Kayseri'deki FETÖ/PDY davası
FETÖ/PDY'ye yönelik soruşturma kapsamında aralarında iş adamları Hacı, Memduh ve Şükrü Boydak, Hamdi Kınaş, Halit Gazezoğlu ve eski ÖSYM Başkanı Ali Demir ile örgütün "il imamı" Sıtkı Baş'ın da bulunduğu 68 sanığın yargılandığı davanın ikinci duruşmasına devam edildi
Kayseri'de, Fetullahçı Terör Örgütü/Paralel Devlet Yapılanması (FETÖ/PDY) soruşturması kapsamında haklarında dava açılan, aralarında iş adamları Hacı, Memduh ve Şükrü Boydak, Hamdi Kınaş, Halit Gazezoğlu ve eski ÖSYM Başkanı Ali Demir ile örgütün "il imamı" Sıtkı Baş'ın da bulunduğu 68 sanığın yargılanmalarına devam edildi.

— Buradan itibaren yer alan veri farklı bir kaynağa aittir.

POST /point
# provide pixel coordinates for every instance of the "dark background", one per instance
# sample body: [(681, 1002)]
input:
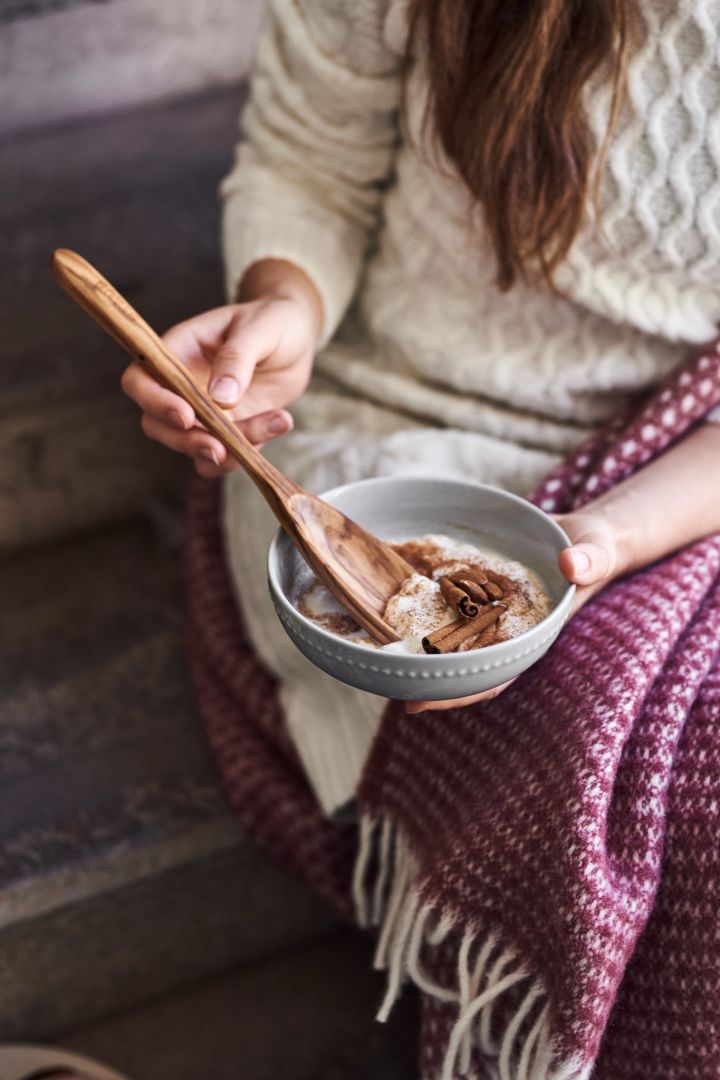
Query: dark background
[(135, 920)]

Kayseri 2. Ağır Ceza Mahkemesindeki ikinci duruşmanın üçüncü celsesine, aralarında eski Boydak Holding yöneticileri Hacı, Memduh ve Şükrü Boydak'ın da yer aldığı 21'i tutuklu 36 sanık ile avukatları ve müştekiler katıldı. Tutuksuz sanık Engin Yanık ise duruşmaya Ankara 11. Ağır Ceza Mahkemesinden Ses ve Görüntü Bilişim Sistemi (SEGBİS) aracılığıyla dahil oldu.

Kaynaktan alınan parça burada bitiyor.